Absent depuis 2011 du premier salon d’élevage d’Europe, qui attend cette année 120.000 visiteurs en provenance du monde entier, le premier abatteur français opère un retour en force qui dénote un virage stratégique à 180 degrés. « Notre présence souligne notre volonté de montrer que l’amont est important. S’il n’y a pas d’animaux, il n’y a pas de Bigard. C’est aussi simple que ça », pose David Girardon, responsable des achats pour l’abattoir de Villefranche (Allier).Avec ses 5,7 milliards de chiffres d’affaires, ses 15.000 salariés et ses 30 abattoirs, le groupe breton a écrasé au fil des années la concurrence, au point d’être aujourd’hui ultra-dominant dans le secteur de la viande en France.

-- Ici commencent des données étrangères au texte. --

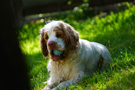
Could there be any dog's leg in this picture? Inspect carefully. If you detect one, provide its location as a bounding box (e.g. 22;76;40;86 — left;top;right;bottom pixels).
52;74;83;90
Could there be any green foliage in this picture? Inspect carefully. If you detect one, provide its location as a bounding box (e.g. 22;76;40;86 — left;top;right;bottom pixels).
18;3;135;90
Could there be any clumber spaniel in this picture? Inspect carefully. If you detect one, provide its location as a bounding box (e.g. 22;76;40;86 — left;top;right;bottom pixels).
40;21;111;90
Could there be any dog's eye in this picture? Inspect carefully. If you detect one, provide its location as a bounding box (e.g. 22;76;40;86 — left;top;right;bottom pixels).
56;33;62;38
45;35;49;40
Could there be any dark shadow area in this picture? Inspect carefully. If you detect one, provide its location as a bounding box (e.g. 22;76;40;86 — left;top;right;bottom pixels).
0;0;30;90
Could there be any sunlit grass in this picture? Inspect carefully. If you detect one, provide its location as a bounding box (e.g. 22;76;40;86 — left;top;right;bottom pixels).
18;3;135;90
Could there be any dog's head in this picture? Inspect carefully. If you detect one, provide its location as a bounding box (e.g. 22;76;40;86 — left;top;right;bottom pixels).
40;21;79;61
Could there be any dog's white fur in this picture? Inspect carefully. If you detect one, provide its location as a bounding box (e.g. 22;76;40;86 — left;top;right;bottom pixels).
40;21;111;90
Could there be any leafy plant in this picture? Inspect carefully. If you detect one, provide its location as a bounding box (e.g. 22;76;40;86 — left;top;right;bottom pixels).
18;3;135;90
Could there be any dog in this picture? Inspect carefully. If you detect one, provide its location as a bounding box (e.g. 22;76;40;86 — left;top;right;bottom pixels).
40;21;111;90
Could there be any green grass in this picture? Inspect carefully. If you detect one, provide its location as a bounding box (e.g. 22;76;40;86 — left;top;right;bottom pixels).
18;5;135;90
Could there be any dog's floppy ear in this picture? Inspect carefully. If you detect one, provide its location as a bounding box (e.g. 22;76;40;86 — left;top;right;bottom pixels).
60;23;79;50
40;28;48;56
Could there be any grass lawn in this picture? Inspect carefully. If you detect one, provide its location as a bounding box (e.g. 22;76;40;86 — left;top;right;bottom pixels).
18;5;135;90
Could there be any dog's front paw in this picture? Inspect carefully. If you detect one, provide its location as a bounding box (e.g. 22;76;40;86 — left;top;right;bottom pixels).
42;85;51;90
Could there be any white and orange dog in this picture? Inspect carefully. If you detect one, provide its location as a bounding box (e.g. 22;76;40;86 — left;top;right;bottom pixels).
40;21;111;90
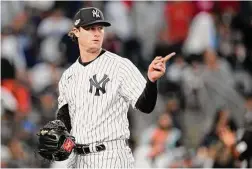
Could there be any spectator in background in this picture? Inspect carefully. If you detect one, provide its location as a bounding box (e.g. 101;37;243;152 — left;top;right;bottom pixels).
37;8;72;65
199;49;243;126
131;1;165;70
154;1;195;56
183;1;217;60
166;98;183;131
198;109;237;168
134;113;182;168
244;92;252;127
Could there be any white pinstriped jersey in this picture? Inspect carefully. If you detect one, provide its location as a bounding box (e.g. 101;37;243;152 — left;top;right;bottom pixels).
58;51;146;144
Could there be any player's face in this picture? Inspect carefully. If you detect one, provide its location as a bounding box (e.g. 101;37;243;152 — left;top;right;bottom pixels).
78;25;104;51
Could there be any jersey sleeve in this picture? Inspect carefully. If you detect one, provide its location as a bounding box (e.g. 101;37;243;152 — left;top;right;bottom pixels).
118;58;146;108
58;77;67;109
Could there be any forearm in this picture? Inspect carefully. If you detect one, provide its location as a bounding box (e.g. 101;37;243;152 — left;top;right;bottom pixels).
136;78;157;114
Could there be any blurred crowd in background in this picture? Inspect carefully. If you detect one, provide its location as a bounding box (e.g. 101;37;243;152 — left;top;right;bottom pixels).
1;1;252;168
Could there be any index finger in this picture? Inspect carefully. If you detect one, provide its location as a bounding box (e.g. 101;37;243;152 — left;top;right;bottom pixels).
164;52;176;62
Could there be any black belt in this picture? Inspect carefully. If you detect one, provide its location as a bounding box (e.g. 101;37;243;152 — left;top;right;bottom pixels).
75;140;129;155
75;144;106;155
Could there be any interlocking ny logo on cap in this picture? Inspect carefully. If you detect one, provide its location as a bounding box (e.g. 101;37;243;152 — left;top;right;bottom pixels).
74;19;80;25
92;9;100;18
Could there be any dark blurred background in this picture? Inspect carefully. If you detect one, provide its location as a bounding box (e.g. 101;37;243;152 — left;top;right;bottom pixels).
1;1;252;168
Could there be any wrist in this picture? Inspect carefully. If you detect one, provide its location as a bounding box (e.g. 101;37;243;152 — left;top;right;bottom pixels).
147;77;157;83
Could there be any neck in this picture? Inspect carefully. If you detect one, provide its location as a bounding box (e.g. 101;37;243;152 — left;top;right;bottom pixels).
79;47;102;62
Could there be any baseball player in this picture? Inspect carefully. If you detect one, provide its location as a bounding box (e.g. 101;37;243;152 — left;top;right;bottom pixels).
37;7;175;168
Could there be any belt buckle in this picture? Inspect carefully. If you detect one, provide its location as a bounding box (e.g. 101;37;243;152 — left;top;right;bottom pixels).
81;145;88;155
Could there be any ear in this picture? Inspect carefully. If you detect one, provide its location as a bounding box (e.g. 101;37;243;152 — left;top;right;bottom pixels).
72;27;80;38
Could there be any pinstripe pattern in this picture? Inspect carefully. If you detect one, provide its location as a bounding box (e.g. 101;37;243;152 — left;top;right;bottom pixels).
58;51;146;168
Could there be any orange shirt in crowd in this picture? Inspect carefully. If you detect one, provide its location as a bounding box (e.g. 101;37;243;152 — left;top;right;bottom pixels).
164;1;195;44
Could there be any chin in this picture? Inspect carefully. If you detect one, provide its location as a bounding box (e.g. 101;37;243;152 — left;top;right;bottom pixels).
88;47;101;53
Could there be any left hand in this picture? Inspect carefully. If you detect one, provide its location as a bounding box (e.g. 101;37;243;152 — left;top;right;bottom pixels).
148;52;176;82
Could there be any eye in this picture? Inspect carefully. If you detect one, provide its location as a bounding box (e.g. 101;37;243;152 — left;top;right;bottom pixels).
84;27;92;31
98;26;103;30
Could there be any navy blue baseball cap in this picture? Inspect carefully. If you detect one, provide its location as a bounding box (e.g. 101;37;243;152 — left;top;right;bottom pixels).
74;7;111;27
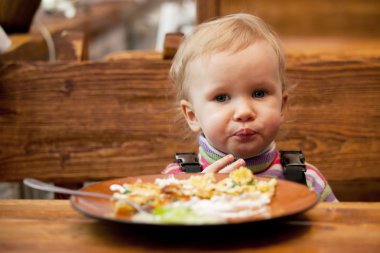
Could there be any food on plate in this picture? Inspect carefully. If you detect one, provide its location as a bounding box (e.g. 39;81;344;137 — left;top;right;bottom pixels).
110;167;277;224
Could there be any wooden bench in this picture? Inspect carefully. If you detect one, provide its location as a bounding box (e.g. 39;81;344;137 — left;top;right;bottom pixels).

Sauf que cette insolente réussite économique est aujourd’hui, sinon menacée, tout du moins fragilisée. C’est que depuis 2016, l’Hexagone a perdu un million de vaches (600.000 races à viande, 400.000 laitières). Et comme dans les dix ans à venir, 50 % des éleveurs vont faire valoir leurs droits à la retraite, la chute de la production menace de se transformer en plongeon.

"Garder la valeur ajoutée"

Longtemps accusé par les éleveurs de ne pas payer les animaux à leur juste prix, Bigard est désormais en pleine opération séduction. « C’est vrai que les relations ont parfois été tendues par le passé, reconnaît David Girardon. Nous sommes là pour recréer du lien car nous avons besoin de construire avec les éleveurs. Le cheptel baisse et va encore baisser. Mais il y a encore des choses à faire en France pour garder la valeur ajoutée sur notre territoire. »Pour sécuriser son approvisionnement, Bigard lorgne clairement vers les animaux maigres aujourd’hui exportés dans les pays limitrophes comme l’Italie et l’Espagne. « Vous avez 900.000 broutards et 400.000 veaux laitiers qui sont valorisés hors de nos frontières. L’idée est d’en prélever une partie pour les finir chez nous. Plutôt que de voir les Espagnols engraisser un veau français et le vendre aux Algériens, nous avons une carte à jouer pour gagner des parts de marché de la Turquie jusqu’au Maroc », poursuit le responsable de l’abatteur français. « Notre problème aujourd’hui est plus l’approvisionnement que la baisse de la consommation. Même si celle-ci est réelle, l’augmentation de la population compense presque en termes de volumes », précise Marion Salaville, en charge du marketing amont et boucherie chez Bigard.Pour son retour au Sommet de l'élevage après treize ans d'absence, le groupe Bigard a fait les choses en grand avec un stand XXL où le numéro 1 français de la viande peut échanger avec les acteurs de l'amont.

"Le caviar du Cantal"

Pour joindre les actes à la parole, le numéro 1 français de la viande entend multiplier les démarches en contractualisant avec des groupements d’éleveurs. En juin, la marque Perle du Massif, du bœuf issu de vaches salers croisées charolais produit à l’herbe, a été lancée et présenté par Jean-Paul Bigard lui-même comme « le caviar du Cantal ». « La segmentation par le haut a toujours été vertueuse. C’est un peu comme la haute couture dans la mode, une locomotive qui crée une dynamique pour toute une filière. »Dans le sillage de Bigard, l’enseigne Lidl est également présente pour la première fois au Sommet. Même si son stand est plus modeste, l’ancien hard discounter allemand poursuit son repositionnement vers le segment « magasin de proximité ». « Notre but est de montrer que nous travaillons avec des producteurs locaux et que par le biais d’accords tripartites, les éleveurs reçoivent une juste rémunération. Les éleveurs sont aussi nos clients. Mais nous sommes là aussi pour rencontrer les groupements de producteurs et discuter de notre approvisionnement », dévoile Clément Garnier, responsable développement en Auvergne-Rhône-Alpes.

"Donner envie aux jeunes de s'installer"

Autant de marques d’affection auxquelles ne sont pas insensibles les responsables professionnels. « La présence de Bigard et de Lidl est un signe positif, convient Patrick Bénézit, président de la Fédération nationale bovine (FNB). L’éleveur est plus recherché. Ces deux acteurs développent des démarches contractualisées en prenant en compte les indicateurs de coûts de production. Mais nous espérons qu’ils aillent plus loin en généralisant la prise en compte de ces indicateurs. Aujourd’hui, cela représente encore des volumes trop limités. Or, avec le mur générationnel qui s’annonce, on ne réussira le renouvellement que si l’on donne de la visibilité aux futurs repreneurs. »

Un constat partagé chez Bigard. « Le Sommet de l’élevage est la vitrine du modèle français qui est unique avec ses races. Ça n’existe nulle part ailleurs. On a tout en France mais encore faut-il donner envie aux jeunes, en particulier non issus du monde agricole, de s’installer. Et si la question du revenu est importante pour la visibilité, il faut aussi parvenir à avoir un discours positif », conclut David Girardon.